Das ist die Ausgangslage
von «White Tears», dem neuen Roman von Hari Kunrzu. Der Brite ist nicht als
Krimiautor bekannt, sondern als hipper Romancier. «White Tears» ist auch nicht
wirklich ein Krimi, aber ein spannender Roman, der auch mit Thriller-Elementen fesselt,
und Mord und Totschlag gibt es darin ebenfalls. Was als scheinbar lockere
Hipster-Story im heutigen New York beginnt, wird zu einer fiebrigen Spurensuche
im Süden der USA. Die Epochen beginnen ineinander zu fliessen, und tief in der
Historie zeigt sich, dass der Reichtum von Carters Familie auf der Sklaverei
basiert. Der alte Blues, dem Carter nachspürt, hat im Roman natürlich eine
metaphorische Bedeutung. «Blues ist die Archäologie des American dream»,
schrieb der amerikanische Schriftsteller und Kritiker Steve Erickson, «in Hari
Kunzrus neuem Roman stellt der Blues – die aus der Sklaverei geborene Musik –
die Ausgrabung eines Versprechens dar, welches das Land in dem Moment brach,
als das Versprechen gemacht wurde.»
Der Song, den Seth und
Carter ins Netz gestellt haben, versetzt die Bluessammler in Aufregung. Das
amüsiert Carter zunächst. Doch laut einem alten Sammler gibt oder gab es den
Charlie Shaw, dem sie die Aufnahme zugeschrieben haben, wirklich. Er erzählt
von einer Suche nach Shaw, auf der er als junger Mann einen damals alten Sammler
am Mississippi begleitete. Als Carter unter mysteriösen Umständen ins Koma
geprügelt wird, wandelt sich der launige Fake zum bedrohlichen Fakt. Da will
Seth zurückgehen «an den Punkt, von dem aus die Macht der Geschichte nach uns
greift». Zusammen mit Carters Schwester macht er sich auf in den Süden, auf die
Spuren von Charlie Shaw.
In dieser Reise in die
Vergangenheit zeigt sich die Erzählkunst Kunzrus eindrücklich. Die Geschichte entwickelt
einen wahren Sog, der einen mitreisst in einen wilden Strudel von Ereignissen
und Vorstellungen zwischen Gestern und Heute, zwischen Wahn und Wirklichkeit. Mit
ungestümer Fabulierlust bringt Kunzru in seiner zwar düsteren, aber auch
turbulenten Geschichte eine ganze Reihe von gesellschaftlichen und
individuellen Themen auf. So geht es etwa um Rassismus und Ausbeutung. Um Macht
und Machtlosigkeit. Und irgendwie wird das Anhören alter Schallplatten zu einer
Metapher für das Leben: «Die Nadel bewegt sich in einer vorgegebenen Bahn.

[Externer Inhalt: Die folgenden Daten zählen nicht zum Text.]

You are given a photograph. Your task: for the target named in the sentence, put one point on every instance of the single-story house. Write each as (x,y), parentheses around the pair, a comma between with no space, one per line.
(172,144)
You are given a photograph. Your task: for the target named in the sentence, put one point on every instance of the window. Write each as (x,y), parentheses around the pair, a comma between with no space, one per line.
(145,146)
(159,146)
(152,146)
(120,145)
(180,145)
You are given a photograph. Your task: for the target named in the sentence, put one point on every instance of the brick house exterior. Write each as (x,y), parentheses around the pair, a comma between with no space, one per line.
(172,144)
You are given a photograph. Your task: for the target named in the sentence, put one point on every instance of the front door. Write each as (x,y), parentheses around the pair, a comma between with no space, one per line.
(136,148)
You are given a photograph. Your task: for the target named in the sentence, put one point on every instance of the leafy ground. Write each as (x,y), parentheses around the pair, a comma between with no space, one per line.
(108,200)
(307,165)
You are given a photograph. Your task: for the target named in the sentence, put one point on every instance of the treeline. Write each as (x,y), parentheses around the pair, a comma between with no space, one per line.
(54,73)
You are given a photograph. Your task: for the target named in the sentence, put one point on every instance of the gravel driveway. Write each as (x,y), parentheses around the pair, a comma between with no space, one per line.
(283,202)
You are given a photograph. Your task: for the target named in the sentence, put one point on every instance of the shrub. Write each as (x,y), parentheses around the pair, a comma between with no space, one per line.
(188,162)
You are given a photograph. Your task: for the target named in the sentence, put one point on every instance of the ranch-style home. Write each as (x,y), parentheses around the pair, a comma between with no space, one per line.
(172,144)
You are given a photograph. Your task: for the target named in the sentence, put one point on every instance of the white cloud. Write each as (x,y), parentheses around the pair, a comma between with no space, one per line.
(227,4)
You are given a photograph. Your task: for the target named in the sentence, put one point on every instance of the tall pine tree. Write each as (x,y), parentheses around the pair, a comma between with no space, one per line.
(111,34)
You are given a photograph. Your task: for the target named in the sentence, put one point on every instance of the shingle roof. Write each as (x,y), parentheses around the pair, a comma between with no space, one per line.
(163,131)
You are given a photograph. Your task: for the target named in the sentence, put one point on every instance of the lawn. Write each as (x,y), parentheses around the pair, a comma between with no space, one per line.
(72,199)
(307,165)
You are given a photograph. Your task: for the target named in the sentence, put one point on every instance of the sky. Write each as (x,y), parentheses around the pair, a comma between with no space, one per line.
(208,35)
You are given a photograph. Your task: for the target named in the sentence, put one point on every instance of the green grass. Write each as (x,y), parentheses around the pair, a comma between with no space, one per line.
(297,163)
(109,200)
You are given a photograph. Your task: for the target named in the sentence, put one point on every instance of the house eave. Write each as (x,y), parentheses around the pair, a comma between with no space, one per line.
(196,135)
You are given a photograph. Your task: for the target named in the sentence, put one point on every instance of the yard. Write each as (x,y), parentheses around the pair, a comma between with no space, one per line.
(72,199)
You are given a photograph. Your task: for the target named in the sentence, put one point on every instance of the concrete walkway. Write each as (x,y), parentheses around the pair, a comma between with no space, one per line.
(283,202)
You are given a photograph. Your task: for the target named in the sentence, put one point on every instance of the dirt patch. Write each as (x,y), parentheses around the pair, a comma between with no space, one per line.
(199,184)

Früher oder später wird sie auf die Auslaufrille treffen.»
Der Autor
Hari Kunzru, 1969 in
London geboren als Sohn einer Engländerin und eines Inders, ist aufgewachsen in
Essex. Er studierte Englisch an der Oxford University und schloss an der
Warwick University in Philosophie und Literatur ab. Als Journalist arbeitete er
für englische und internationale Zeitungen und Zeitschriften wie «The
Guardian», «Wired» und «Wallpaper». Seit 2008 veröffentlichte er acht Bücher,
fünf davon sind ins Deutsche übersetzt. Hari Kunzru ist verheiratet mit der
amerikanischen Schriftstellerin Katie Kitamura und lebt in New York.